Mexico’s Sheinbaum Administration Finally Ready to Pursue Shale Gas and Oil via Hydraulic Fracturing


      For well over a decade, Mexico has resisted tapping its shale gas and oil resources. The Eagle Ford trend in South Texas likely extends into Mexico as the Burgos Basin extension of the Western Gulf Coast Basin and can be developed. Recently, Mexican President Gloria Sheinbaum has expressed a desire to develop those resources. One reason to do it is to wean Mexico off of U.S. natural gas, which powers Mexican power plants and industry. Former President Andres Manuel Lopez Obrador (AMLO) was adamantly against allowing Mexico to engage in hydraulic fracturing for energy production. Mexico now imports far more than half of its natural gas, pipelining it in from the U.S. The supply is close and abundant, so the costs to purchase American natural gas are low.




     No concrete plans have been made public yet, and it will take time for them to be formulated and the process begun. Mexico’s state energy company PEMEX is notoriously inefficient and not likely to compete with the U.S. on well and infrastructure costs. Mexico would be wise to allow American companies in to accelerate development, but that is not seen as likely. 

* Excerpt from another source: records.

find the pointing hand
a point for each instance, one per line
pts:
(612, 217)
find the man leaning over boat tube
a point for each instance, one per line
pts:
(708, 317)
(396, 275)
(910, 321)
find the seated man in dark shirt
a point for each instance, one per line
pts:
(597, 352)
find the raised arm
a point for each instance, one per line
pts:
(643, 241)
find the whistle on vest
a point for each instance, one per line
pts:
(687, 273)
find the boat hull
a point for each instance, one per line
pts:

     According to Morning Overview's Everett Sloan, the next steps may be as follows:




     The Burgos Basin was opened for development by private companies in 2017 but by 2019 AMLO decided against allowing hydraulic fracturing in the country. The EIA noted in 2017 that there are 3500 natural gas wells in the Burgos Basin producing from non-shale reservoirs. Those reservoirs typically have low permeability and high decline rates. Burgos Basin gas production was at a peak in 2012 at 1.2 BCF/day but by 2016 it had dropped to 0.87 BCF/day.

     Realistically, it will take years, probably several years, maybe a decade, before Mexican shale production makes an impact and reduces imports from the U.S. Demand may grow as well. This means that the U.S. gas export sales are quite safe for now and in the near-term.

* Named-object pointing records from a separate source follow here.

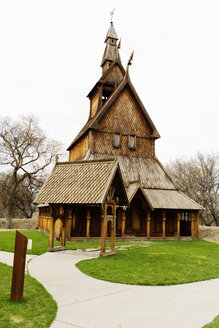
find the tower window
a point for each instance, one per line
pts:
(117, 140)
(132, 141)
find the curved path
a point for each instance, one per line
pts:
(85, 302)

     PEMEX estimates that Mexico holds more oil & gas reserves in unconventional resources like shale than in conventional resources. Proven conventional gas reserves stand at about 83 TCF, while non-conventional resources are estimated at more than 140 TCF. Mexico consumes roughly 9 BCF of natural gas per day, but produces just 2.3 BCF domestically. About 75% to 80% comes from the U.S., mainly from Texas.

     According to OilPrice.com’s Julianne Geiger:

Sheinbaum said a scientific committee will be formed to evaluate available technologies, including the use of less harmful chemicals and recycled water. The group is expected to deliver recommendations within two months.”

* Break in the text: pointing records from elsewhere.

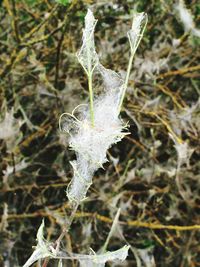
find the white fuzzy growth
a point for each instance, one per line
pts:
(183, 151)
(187, 19)
(41, 251)
(8, 127)
(100, 260)
(87, 55)
(136, 32)
(92, 143)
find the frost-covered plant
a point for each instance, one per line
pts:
(92, 132)
(98, 126)
(9, 129)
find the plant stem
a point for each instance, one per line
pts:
(126, 81)
(91, 98)
(64, 231)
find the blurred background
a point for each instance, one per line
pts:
(152, 175)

Pemex expects to increase domestic production to just over 4 billion cubic feet per day by 2030, with a longer-term target of 8.6 billion cubic feet over the next decade. That outlook includes potential contributions from non-conventional sources.”

     Mexico continues to build new combined-cycle natural gas plants, with seven currently under construction or ready to come online and five more planned.

     As the graph below shows, Mexico’s prices for pipelined U.S. gas have mostly remained under $3 per MCF and sometimes closer to $2. It has been a good deal for Mexico and the U.S. and will likely remain so for years to come.




     The Burgos Basin is thought to contain the largest unconventional reserves in the country. The Burgos Basin butts right up against EOG’s Dorado Play in Webb County, Texas, announced in 2020, which produces from the Eagle Ford Shale and the Austin Chalk.

 



References:

 

Sheinbaum backs Mexico energy shift to cut reliance on US natural gas. Everett Sloane. Morning Overview. April 10, 2026. Sheinbaum backs Mexico energy shift to cut reliance on US natural gas

Mexico’s shale-rich Burgos Basin opens to private investment for the first time. Energy Information Administration. August 22, 2017. Mexico’s shale-rich Burgos Basin opens to private investment for the first time - U.S. Energy Information Administration (EIA)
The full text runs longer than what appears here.